Donor Policy

Gates Foundation's EVAH: When Evaluation Becomes AI Governance

In February 2026, the Gates Foundation launched EVAH, a funding mechanism that makes rigorous evaluation a prerequisite for scaling AI tools in LMIC primary health care. This governance model will likely spread to other donors.

Ben Playfair4 min read
Gates FoundationEVAHAI evaluationevidence gateLMIC healthresponsible AI

What EVAH Is

In February 2026, the Gates Foundation launched EVAH (Evidence for AI in Health), a funding mechanism that makes rigorous evaluation a prerequisite for scaling AI tools in LMIC primary health care.

EVAH explicitly funds:

  • Implementation science studies to understand how AI health tools perform in real LMIC settings
  • Randomized controlled trials to measure impact against counterfactuals
  • Economic analyses to assess cost-effectiveness and sustainability
  • Acceptability and trust assessments to understand whether communities and health workers actually trust and use AI tools

This is unusually explicit. Most donor AI initiatives fund the AI tools themselves. EVAH funds the evaluation of AI tools. The signal is clear: evaluation is not downstream of AI deployment. Evaluation is a precondition for responsible AI scaling.

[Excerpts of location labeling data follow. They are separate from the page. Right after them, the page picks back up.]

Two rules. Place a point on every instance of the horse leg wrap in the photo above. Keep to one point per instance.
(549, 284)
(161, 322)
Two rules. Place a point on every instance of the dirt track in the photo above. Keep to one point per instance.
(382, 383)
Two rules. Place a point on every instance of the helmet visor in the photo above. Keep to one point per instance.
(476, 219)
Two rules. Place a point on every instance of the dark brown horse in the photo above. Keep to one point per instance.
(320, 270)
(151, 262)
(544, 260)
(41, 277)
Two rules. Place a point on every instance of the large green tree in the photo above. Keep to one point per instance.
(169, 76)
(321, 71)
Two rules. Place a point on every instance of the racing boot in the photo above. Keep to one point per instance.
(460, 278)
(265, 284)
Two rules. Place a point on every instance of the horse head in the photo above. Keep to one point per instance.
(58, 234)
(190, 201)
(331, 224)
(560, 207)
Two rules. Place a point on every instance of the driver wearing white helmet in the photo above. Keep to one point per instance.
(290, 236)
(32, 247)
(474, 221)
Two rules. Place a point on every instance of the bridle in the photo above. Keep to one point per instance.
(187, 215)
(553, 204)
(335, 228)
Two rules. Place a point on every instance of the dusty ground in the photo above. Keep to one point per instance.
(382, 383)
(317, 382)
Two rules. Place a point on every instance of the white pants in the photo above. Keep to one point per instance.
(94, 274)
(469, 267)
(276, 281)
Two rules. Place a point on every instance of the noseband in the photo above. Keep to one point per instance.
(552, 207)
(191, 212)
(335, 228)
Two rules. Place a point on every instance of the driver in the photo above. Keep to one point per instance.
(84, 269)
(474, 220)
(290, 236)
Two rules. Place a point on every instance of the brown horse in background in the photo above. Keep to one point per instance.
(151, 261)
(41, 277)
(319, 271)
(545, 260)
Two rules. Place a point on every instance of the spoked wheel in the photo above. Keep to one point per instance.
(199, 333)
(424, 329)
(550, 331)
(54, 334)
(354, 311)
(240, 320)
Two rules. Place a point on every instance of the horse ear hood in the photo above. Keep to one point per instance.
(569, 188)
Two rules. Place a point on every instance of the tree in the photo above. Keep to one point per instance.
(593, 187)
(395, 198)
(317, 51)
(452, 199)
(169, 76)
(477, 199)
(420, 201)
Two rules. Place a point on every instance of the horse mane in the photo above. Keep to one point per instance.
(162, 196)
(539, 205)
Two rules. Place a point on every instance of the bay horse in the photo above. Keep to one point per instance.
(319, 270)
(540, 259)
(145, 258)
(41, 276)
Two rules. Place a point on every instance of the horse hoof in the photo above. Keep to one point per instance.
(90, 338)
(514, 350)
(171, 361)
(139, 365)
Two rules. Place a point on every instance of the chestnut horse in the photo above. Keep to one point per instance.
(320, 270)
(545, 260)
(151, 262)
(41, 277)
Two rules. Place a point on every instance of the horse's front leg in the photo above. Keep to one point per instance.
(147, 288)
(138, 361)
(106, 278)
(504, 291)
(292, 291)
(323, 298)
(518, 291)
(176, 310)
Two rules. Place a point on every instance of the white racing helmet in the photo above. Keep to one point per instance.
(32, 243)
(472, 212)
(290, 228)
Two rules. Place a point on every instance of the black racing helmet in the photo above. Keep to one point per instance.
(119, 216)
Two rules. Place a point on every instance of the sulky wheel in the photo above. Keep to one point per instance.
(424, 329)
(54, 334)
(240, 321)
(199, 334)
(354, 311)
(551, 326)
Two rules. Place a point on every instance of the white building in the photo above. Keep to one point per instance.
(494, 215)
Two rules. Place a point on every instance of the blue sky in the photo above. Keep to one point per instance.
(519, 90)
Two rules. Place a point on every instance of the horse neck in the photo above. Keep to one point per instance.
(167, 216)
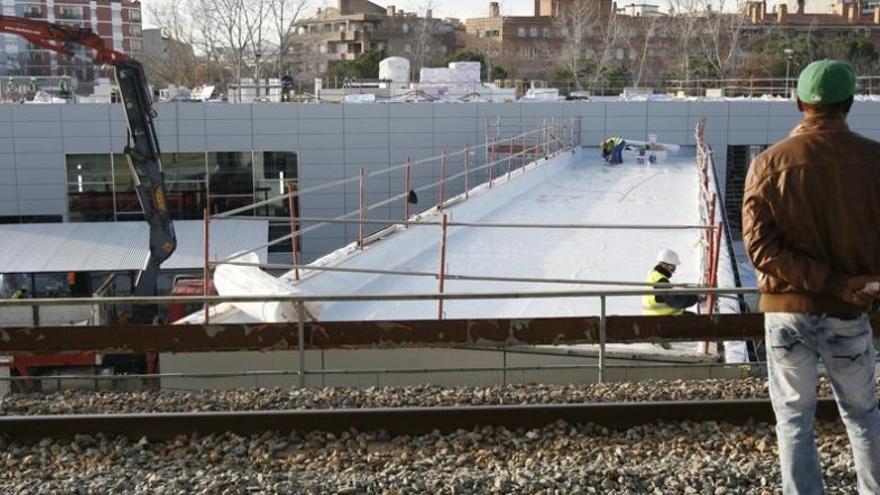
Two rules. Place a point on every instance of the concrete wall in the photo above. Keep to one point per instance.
(335, 140)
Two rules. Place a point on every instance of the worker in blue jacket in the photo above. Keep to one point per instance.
(612, 149)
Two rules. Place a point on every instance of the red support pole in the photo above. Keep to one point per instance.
(509, 160)
(491, 163)
(206, 274)
(406, 188)
(713, 275)
(362, 211)
(442, 265)
(467, 160)
(442, 180)
(294, 239)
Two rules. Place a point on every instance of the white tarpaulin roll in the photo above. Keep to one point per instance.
(238, 280)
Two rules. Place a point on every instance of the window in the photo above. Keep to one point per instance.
(89, 187)
(230, 180)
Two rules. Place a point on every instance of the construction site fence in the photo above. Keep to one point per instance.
(506, 149)
(300, 300)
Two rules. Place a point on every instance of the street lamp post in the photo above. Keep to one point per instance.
(257, 55)
(788, 52)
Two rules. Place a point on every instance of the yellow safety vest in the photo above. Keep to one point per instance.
(650, 305)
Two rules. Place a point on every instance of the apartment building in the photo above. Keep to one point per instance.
(116, 21)
(341, 33)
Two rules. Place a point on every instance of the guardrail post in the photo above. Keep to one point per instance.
(603, 321)
(467, 161)
(443, 158)
(301, 339)
(293, 230)
(206, 273)
(362, 210)
(442, 273)
(407, 187)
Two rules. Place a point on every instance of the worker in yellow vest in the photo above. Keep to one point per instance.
(664, 305)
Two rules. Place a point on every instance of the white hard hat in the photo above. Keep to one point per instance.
(668, 256)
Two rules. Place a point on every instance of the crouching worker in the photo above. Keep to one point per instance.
(665, 305)
(612, 149)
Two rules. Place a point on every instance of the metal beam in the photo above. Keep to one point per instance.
(373, 334)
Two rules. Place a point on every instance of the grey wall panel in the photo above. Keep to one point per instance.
(8, 176)
(8, 206)
(321, 126)
(38, 145)
(412, 110)
(366, 126)
(38, 113)
(38, 129)
(228, 127)
(41, 192)
(229, 143)
(288, 127)
(40, 176)
(316, 111)
(191, 143)
(41, 207)
(86, 144)
(98, 112)
(191, 127)
(86, 128)
(236, 111)
(268, 142)
(191, 111)
(405, 125)
(361, 111)
(332, 156)
(284, 112)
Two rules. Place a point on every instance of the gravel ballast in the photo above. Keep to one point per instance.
(674, 458)
(90, 402)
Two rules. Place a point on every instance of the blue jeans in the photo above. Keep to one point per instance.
(795, 341)
(617, 153)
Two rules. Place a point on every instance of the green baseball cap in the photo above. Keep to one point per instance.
(827, 81)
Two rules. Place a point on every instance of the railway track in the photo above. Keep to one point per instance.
(409, 420)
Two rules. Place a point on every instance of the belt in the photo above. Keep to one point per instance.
(843, 316)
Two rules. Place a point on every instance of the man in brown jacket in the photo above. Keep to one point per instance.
(811, 224)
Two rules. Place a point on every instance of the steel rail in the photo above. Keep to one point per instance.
(502, 225)
(414, 296)
(449, 276)
(408, 420)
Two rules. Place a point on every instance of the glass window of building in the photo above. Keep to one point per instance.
(230, 180)
(186, 184)
(128, 206)
(89, 187)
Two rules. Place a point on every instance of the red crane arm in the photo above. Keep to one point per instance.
(57, 37)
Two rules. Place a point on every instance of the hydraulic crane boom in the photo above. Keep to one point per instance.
(142, 151)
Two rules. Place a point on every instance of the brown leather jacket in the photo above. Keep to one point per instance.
(811, 216)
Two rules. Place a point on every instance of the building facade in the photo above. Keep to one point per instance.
(341, 33)
(117, 21)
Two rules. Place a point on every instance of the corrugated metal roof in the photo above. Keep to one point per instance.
(119, 246)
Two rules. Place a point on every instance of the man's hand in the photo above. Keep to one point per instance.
(861, 290)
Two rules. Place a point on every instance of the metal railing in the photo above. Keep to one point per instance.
(300, 300)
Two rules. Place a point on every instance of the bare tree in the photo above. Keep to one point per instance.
(575, 27)
(684, 22)
(610, 34)
(720, 37)
(284, 16)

Why This Matters Beyond Health

EVAH's structure creates what might be called an "evidence gate": AI tools cannot scale past initial pilots without rigorous evaluation evidence that they work, are safe, do not cause harm, and are accepted by the people they affect.

This model is transferable to any sector:

  • Education: AI tutoring tools should not scale without evidence of learning outcomes and equity impacts
  • Livelihoods: AI-assisted targeting should not scale without evidence that it reaches intended beneficiaries without bias
  • Protection: AI analysis tools should not scale without evidence that they do not create re-identification or stigmatization risks
  • Governance: AI-assisted monitoring should not scale without evidence that it produces reliable, actionable data

The "evidence gate" concept reframes the relationship between AI and M&E. Instead of M&E teams asking "how do we use AI in our work?", the question becomes "how does our M&E expertise make AI deployment responsible?"

The Gates Foundation's AI Principles

EVAH sits within broader Gates Foundation AI principles (published May 2023):

  • Privacy and security assessments before AI use
  • Compliance with relevant regulations and standards
  • Informed consent and opt-out measures for people affected by AI
  • Transparency and accountability measures throughout
  • Stepwise scaling as the evidence base grows

The "stepwise scaling" principle is the most directly relevant to M&E: do not scale AI use faster than your evidence base supports. EVAH operationalizes this principle through funding.

Implications for M&E Practitioners

Evaluation expertise is becoming an AI governance asset. Organizations with strong M&E capacity are uniquely positioned to:

  1. Design rigorous evaluations of AI tools: the RCTs, implementation studies, and acceptability assessments that EVAH funds
  2. Advise on evidence standards for AI scaling decisions: what evidence is sufficient to move from pilot to scale?
  3. Monitor AI tool performance in deployment: ongoing evaluation, not just launch assessment
  4. Assess community trust and acceptability: qualitative evaluation methods applied to AI adoption

If other donors follow the EVAH model, demand for evaluation of AI tools will grow significantly. M&E teams that can design and conduct these evaluations have a competitive advantage.

For M&E teams using AI internally: The same "evidence gate" logic applies. Before scaling AI use from one evaluator's experiment to a team-wide practice, apply your own evaluation standards. What is the evidence that this AI-assisted workflow produces reliable results? What are the risks? What does the quality data show?

Bottom Line

EVAH is the clearest signal yet that evaluation capacity is not just compatible with AI adoption; it is a prerequisite for responsible AI adoption. The Gates Foundation is putting money behind the principle that AI tools must earn the right to scale through rigorous evidence. M&E practitioners should pay attention: your skills are becoming more valuable, not less, in an AI-enabled world.